Moonpig signs off year with jump in profits
MOONPIG.COM, the online greetings card company, reported a 20 per cent rise in sales last year driven by growth at both its core and personalised card divisions.
The internet retailer, founded 12 years ago by ex-commodities trader Nick Jenkins, said sales rose £7m to £45.8m in the year to 30 April.
Profits jumped 10 per cent to £12m compared with £10.9m the previous year, according to the latest accounts filed on Companies’ House.
Moonpig’s founder Jenkins sold the business in July last year to Photobox, a venture capital-backed online photo business, for £120m.
The group said net margins were hit by the government’s clampdown on a VAT loophole on shipments between Guernsey – where Moonpig’s cards are produced – and the UK.
It was also forced to take a £770,000 write down on the freehold value of its factory in Guernsey after a fall in property prices.
Jenkins, who was given the nickname Moonpig at school, spent eight years working for Glencore in Russia before coming up with the idea for the greetings card business while studying for an MBA at Cranfield.

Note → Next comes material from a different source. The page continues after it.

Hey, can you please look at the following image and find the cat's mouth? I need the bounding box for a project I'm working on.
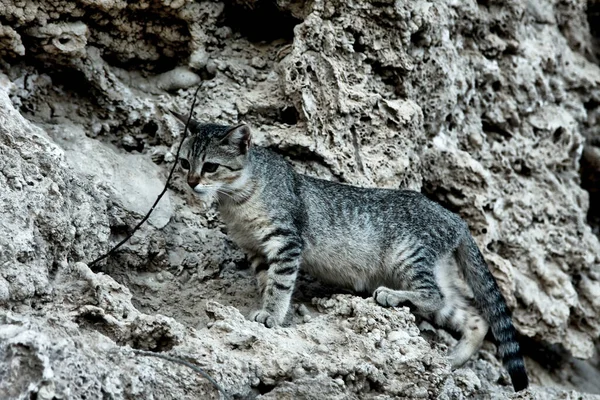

He was inspired by his own habit of Tippex-ing the messages on cards he bought for friends and replacing them with his own greetings.
The company now employs 109 people and sends out more than 12m cards a year. It also sells the rights to its card designs to other publishers including Paperlink, Disney and The Great British Card Company.
Jenkins still acts as an adviser to the business, which also sells bouquets and personalised mugs, posters and T-shirts.
PhotoBox, which claims to be Europe’s largest online photo processing service with 22m members, last week reported a loss of £22m after writing down the value of its acquisition of Moonpig.